Workflow encompasses:
1. Sample selection (tissue, fluid, FFPE, cell culture)
2. Protein extraction & clean-up
3. Separation (SDS-PAGE, SEC, OFFGEL, LC)
4. Digestion (trypsin, Lys-C, etc.)
5. Optional labelling/enrichment steps (SILAC, TMT, PTM enrichment)
6. LC runtime (nanoLC/UHPLC)
7. MS acquisition (Orbitrap, Q-Exactive, TOF, QQQ)
8. Identification & Quantification (search engines, FDR)
9. Bioinformatics (stat tests, pathway, network, machine learning)

Strengths & Weaknesses of Quantitative Workflows (General)
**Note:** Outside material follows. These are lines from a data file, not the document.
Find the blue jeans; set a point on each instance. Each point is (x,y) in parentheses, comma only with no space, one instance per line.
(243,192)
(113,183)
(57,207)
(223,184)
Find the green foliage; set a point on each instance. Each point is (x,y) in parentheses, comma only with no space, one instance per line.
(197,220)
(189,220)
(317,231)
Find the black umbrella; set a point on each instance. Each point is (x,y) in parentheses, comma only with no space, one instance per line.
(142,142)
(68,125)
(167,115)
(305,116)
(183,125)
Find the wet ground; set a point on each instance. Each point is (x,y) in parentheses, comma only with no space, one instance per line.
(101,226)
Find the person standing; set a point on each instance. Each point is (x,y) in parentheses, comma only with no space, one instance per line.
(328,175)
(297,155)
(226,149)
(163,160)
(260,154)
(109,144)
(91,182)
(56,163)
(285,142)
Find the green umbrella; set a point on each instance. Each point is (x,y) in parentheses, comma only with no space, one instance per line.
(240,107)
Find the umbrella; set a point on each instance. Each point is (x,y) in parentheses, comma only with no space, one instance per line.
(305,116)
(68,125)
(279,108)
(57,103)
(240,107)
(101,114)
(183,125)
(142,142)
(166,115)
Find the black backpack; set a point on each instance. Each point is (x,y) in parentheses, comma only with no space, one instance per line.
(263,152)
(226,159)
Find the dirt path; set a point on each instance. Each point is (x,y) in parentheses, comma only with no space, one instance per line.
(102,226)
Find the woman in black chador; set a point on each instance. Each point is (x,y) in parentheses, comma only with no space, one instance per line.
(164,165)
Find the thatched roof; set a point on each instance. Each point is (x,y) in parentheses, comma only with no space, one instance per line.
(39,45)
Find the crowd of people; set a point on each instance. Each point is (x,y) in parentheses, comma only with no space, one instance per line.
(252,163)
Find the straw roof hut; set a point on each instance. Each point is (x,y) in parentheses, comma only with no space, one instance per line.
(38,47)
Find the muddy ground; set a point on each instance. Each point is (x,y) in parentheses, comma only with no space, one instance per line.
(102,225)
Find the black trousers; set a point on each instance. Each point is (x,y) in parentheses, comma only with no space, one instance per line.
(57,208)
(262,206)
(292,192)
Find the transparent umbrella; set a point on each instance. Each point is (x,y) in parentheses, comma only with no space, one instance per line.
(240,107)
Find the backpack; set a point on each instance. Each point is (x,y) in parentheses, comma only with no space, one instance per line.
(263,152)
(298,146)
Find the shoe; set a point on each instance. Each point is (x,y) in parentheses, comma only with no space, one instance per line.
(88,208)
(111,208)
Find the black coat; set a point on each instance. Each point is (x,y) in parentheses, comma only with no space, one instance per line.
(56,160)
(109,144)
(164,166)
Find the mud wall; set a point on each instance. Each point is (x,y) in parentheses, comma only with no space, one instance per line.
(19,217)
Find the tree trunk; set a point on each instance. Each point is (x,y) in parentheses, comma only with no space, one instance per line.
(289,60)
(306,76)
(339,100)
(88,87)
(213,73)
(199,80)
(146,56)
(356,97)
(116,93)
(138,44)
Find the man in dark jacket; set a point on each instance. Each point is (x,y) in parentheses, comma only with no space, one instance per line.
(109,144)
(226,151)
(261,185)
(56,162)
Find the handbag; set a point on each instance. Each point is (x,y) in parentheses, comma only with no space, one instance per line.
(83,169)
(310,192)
Label-based: high precision, multiplex, lower run count; but costly & sample-mixing complexity
Label-free: universal applicability, cost-effective; but run-to-run variability & larger instrument time
Targeted: exquisite sensitivity & absolute-quant option; but limited breadth & assay development overhead (unless DIA)
Discovery: global view & hypothesis generation; but semi-quantitative & under-samples low-abundance proteins

Key Numeric / Technical References

Typical SRM panel size: 50\text{–}100 proteins
BioID labelling radius: \sim10\,\text{nm}
BioID adhesome: 146 enriched proteins; 360 edges; 81\% novel
TMT plexing currently up to 16

Ethical, Philosophical & Practical Implications

Clinical translation requires balancing experimental rigour with cost, throughput, and regulatory demands
Quantification strategy influences data reproducibility and biological interpretability
Patient benefit (e.g. iKnife) hinges on robust training datasets & ongoing validation

Essential & Recommended Reading (as per slide 37)

Essential:
• Steen & Mann (2004) “The abc's (and xyz's) of peptide sequencing”
• Zhu et al. (2021) “SnapShot: Clinical proteomics”
Recommended:
• Cravatt et al. (2007) – Biological impact of MS proteomics
• Doerr (2013) – Targeted proteomics
• Lundberg & Börner (2019) – Spatial proteomics
• Samavarchi-Tehrani, Gingras (2020) – Proximity biotinylation
Additional cited open-access studies embedded throughout lecture

Recap of Learning Outcomes Achieved

Detailed breakdown of MS-proteomics workflow (sample → bioinformatics)
Exhaustive comparison of quantitative strategies (relative/absolute; label/label-free; targeted/discovery)
Multiple research & biomedical case studies: ECM/integrin biology, phospho-adhesome, BioID spatial mapping, cancer diagnostics, iKnife, imaging

Closing Prompts

Revisit any section for clarification?
Think about experimental requirements (precision, depth, cost, speed) when designing your own proteomics study.